Mit diesem Satz beginnt das erste Flugblatt, das die deutsche Widerstandsgruppe «Weisse Rose» im Sommer 1942 gegen das Hitlerregime veröffentlichte. Von den Erfahrungen an der Kriegsfront in Polen aufgerüttelt, entschieden sich die jungen Männer und Frauen, die Bevölkerung zum aktiven Widerstand aufzurufen.
Vor 80 Jahren, am 22. Februar 1943, wurden die drei Mitglieder Hans und Sophie Scholl und Christoph Probst hingerichtet, nachdem sie beim Verteilen der Flugblätter entdeckt worden waren. Drei weitere Mitglieder wurden im Sommer und Herbst getötet.

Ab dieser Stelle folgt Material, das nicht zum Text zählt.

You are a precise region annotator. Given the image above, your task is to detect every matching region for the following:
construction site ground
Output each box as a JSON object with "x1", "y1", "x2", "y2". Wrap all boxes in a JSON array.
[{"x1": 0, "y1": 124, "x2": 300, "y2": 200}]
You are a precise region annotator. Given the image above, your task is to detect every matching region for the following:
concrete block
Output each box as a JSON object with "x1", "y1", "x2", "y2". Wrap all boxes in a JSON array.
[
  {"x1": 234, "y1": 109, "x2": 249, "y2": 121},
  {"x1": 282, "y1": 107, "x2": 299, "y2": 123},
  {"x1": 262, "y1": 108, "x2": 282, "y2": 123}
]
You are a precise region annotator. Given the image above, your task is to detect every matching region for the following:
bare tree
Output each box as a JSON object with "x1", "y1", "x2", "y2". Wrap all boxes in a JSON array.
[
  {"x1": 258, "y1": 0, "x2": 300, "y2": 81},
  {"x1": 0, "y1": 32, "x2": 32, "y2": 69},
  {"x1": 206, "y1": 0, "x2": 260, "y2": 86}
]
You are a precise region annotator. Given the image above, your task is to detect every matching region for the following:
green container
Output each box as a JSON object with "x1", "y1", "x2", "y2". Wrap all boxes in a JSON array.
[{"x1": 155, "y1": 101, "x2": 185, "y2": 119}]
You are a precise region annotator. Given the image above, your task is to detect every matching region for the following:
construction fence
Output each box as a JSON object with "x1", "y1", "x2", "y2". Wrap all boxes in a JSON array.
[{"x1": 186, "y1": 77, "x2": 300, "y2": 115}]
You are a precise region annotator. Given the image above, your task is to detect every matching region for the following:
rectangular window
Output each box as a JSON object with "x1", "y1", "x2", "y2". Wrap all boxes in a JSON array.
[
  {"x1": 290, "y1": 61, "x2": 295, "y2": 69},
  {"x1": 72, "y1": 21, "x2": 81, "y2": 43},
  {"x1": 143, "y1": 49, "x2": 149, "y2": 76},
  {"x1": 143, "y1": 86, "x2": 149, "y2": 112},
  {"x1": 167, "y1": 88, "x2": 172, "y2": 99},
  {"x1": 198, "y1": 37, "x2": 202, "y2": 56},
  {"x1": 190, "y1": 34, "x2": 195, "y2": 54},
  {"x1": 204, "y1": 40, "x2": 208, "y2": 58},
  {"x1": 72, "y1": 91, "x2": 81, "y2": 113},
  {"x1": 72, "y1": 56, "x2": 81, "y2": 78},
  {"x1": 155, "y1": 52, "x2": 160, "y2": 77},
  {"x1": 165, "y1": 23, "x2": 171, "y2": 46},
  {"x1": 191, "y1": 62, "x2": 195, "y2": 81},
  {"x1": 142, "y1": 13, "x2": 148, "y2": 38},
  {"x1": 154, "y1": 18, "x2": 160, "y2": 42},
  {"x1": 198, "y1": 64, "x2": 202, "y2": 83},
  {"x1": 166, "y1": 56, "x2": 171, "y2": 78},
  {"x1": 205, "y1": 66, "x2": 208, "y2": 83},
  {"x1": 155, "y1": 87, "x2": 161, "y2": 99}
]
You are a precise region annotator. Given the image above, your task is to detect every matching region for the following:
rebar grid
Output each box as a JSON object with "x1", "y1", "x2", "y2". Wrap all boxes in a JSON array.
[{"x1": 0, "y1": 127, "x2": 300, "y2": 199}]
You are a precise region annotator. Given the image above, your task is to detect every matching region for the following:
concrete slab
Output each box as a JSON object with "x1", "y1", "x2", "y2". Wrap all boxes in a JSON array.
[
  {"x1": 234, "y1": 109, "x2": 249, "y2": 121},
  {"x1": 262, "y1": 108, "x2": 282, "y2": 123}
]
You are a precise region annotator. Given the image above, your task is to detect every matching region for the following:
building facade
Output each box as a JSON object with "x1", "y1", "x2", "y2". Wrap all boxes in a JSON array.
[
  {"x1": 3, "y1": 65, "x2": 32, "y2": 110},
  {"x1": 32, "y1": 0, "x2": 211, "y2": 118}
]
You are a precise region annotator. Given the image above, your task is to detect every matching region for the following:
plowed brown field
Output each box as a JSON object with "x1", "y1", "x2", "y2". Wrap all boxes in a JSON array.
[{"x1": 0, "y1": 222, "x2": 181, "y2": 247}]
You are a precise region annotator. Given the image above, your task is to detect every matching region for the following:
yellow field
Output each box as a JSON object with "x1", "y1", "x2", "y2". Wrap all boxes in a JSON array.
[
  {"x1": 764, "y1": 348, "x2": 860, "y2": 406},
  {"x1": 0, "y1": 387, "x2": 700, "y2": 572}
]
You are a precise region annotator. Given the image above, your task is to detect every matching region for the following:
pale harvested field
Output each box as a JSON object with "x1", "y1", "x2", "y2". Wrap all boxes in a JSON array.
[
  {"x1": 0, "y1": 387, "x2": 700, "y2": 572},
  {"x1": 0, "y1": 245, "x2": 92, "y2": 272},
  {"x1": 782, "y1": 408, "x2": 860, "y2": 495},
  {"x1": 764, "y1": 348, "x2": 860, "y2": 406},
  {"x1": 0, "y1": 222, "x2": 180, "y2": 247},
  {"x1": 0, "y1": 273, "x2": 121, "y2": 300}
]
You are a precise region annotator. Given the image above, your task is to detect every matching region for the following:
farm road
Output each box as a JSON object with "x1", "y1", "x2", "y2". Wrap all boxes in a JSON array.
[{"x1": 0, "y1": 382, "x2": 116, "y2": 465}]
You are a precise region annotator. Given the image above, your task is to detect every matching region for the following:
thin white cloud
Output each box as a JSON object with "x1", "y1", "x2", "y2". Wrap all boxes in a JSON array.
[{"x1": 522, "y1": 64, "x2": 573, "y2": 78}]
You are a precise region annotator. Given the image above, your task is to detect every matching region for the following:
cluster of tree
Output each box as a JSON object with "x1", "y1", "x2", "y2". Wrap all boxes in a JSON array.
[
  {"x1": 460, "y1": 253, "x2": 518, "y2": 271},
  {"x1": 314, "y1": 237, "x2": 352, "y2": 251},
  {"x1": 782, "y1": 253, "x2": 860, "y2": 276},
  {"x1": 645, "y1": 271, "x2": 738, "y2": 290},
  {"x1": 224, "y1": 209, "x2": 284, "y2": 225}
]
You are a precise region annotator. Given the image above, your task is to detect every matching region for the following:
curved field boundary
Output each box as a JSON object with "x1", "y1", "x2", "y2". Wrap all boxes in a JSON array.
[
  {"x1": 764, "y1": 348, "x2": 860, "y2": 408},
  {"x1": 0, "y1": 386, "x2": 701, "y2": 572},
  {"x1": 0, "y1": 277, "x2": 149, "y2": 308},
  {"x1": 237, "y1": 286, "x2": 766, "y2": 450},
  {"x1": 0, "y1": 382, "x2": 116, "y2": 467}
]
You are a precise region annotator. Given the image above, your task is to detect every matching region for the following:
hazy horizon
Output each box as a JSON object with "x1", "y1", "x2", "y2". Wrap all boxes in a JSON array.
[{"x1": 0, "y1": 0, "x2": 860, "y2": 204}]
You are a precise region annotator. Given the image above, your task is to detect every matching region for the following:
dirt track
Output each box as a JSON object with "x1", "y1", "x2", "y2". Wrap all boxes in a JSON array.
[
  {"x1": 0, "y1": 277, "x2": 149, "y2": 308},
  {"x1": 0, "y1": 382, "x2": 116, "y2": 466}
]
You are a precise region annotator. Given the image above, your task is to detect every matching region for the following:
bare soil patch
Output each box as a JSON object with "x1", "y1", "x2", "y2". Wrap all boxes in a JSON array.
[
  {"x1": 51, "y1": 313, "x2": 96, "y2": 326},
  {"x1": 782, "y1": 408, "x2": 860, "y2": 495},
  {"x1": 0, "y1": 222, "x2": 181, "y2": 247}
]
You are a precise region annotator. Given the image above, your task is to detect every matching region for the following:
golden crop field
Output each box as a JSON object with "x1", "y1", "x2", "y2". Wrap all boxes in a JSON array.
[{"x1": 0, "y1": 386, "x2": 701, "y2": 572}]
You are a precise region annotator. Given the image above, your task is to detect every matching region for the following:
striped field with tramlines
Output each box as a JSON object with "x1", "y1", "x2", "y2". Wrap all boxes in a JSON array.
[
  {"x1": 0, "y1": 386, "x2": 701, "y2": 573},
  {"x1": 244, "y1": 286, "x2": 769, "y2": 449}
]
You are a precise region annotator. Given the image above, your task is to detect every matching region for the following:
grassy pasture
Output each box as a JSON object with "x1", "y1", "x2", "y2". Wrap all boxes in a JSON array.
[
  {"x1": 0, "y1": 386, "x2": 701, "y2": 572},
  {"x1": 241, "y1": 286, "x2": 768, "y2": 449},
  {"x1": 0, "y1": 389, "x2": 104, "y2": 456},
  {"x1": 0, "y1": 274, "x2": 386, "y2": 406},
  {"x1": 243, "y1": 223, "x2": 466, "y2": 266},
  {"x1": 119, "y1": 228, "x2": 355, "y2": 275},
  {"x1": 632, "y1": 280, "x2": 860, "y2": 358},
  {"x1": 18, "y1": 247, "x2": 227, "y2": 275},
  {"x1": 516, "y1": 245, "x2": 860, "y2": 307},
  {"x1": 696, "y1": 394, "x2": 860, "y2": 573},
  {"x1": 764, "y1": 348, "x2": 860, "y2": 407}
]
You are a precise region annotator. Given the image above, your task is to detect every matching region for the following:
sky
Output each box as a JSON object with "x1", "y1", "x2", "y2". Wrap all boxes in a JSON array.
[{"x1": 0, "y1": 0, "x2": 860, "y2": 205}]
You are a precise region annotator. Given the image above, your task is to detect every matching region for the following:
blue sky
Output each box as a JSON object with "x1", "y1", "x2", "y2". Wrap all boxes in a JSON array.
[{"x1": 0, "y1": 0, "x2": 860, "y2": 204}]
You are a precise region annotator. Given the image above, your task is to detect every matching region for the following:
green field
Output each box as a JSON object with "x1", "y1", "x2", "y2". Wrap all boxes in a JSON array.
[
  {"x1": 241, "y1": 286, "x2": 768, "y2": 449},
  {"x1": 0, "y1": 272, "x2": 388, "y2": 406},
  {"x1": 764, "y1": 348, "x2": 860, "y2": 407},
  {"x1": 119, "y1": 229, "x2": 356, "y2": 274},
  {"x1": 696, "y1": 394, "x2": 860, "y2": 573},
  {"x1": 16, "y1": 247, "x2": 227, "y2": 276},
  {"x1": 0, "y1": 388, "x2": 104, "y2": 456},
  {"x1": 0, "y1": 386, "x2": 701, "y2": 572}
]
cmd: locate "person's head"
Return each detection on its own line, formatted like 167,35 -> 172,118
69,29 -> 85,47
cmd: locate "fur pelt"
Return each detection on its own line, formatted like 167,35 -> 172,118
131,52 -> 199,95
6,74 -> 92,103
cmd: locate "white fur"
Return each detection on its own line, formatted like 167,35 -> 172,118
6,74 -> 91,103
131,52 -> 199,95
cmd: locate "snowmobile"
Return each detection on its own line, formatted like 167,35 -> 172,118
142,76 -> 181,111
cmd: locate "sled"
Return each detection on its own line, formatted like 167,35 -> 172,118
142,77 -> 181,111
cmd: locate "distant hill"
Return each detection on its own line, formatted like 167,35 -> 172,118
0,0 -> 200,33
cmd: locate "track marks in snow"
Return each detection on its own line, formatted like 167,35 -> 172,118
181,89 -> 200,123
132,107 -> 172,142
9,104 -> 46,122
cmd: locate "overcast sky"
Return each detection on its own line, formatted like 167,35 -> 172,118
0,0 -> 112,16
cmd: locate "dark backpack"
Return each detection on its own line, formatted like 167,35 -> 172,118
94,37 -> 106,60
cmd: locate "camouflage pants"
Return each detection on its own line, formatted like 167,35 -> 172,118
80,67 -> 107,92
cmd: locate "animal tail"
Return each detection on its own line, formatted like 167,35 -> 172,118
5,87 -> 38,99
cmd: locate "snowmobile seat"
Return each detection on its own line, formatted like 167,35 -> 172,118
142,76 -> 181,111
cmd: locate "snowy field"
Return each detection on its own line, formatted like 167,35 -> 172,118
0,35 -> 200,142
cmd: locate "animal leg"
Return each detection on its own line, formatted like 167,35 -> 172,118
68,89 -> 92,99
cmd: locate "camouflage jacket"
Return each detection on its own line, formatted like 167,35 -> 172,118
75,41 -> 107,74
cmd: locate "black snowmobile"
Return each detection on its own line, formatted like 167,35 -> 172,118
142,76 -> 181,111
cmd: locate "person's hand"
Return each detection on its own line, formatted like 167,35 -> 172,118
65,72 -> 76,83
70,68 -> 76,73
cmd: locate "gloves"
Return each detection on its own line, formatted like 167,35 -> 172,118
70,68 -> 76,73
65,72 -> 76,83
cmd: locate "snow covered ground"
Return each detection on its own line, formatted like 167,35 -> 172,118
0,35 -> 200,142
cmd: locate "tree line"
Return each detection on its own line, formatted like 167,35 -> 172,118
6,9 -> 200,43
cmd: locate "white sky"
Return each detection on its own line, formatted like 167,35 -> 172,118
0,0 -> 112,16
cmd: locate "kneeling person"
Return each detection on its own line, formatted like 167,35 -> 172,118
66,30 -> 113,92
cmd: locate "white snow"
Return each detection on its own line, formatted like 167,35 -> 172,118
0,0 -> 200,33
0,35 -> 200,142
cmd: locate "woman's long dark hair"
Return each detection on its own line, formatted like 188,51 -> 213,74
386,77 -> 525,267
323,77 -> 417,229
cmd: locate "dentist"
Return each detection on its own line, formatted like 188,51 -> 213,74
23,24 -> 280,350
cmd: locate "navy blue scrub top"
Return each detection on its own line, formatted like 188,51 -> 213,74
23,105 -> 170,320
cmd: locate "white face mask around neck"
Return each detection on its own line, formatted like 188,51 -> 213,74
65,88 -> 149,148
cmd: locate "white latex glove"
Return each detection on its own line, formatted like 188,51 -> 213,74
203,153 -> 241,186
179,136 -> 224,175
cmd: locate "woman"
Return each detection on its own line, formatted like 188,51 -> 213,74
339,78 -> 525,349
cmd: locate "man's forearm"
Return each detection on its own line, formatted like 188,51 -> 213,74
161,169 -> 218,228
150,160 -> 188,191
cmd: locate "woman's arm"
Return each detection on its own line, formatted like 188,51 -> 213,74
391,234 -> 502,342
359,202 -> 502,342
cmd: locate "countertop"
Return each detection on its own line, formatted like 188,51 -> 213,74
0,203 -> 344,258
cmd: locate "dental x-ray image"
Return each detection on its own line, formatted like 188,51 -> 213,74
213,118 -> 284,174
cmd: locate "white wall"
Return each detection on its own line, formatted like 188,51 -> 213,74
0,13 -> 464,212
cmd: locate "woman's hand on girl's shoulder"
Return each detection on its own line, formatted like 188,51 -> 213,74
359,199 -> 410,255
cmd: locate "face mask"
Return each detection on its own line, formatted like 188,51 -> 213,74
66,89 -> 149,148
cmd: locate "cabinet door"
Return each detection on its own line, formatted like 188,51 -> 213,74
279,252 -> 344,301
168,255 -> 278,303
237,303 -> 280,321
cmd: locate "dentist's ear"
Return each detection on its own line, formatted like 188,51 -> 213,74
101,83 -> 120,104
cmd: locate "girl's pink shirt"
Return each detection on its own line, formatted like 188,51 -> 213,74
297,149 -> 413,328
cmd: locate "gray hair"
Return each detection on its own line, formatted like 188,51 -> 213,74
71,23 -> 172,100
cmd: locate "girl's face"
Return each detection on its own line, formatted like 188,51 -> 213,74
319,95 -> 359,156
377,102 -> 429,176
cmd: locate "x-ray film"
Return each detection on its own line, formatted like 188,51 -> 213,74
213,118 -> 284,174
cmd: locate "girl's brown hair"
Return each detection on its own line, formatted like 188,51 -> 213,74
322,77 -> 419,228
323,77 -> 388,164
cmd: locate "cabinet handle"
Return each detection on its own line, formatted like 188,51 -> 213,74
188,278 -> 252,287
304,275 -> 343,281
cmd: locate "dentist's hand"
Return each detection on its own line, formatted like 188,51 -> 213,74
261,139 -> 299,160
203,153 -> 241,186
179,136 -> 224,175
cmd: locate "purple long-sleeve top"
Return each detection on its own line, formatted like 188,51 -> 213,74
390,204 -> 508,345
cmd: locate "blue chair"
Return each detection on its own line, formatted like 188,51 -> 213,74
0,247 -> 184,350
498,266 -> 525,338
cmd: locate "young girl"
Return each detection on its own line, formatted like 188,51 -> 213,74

Heute, da sich der Beginn des Überfalls Russlands auf die Ukraine jährt, soll mit den Worten der «Weissen Rose» an all die Menschen gedacht werden, die in Russland gegen diesen Krieg sind. Die Männer, die desertiert sind oder das Land verlassen haben, bevor sie eingezogen werden konnten. Die Fernsehjournalistin Marina Owsjannikowa, die mit einem Plakat vor laufender Kamera protestierte und andere, von denen wir gar nichts mitbekommen, weil ihr Widerstand unterdrückt wird und uns nicht erreicht. Menschen, die ihre Freiheit oder gar ihr Leben riskieren, weil sie sich nicht von der «verantwortungslosen und dunklen Trieben ergebenen Herrscherclique» um Putin regieren lassen wollen.
«Es lebe die Freiheit» waren Hans Scholls letzte Worte vor der Hinrichtung.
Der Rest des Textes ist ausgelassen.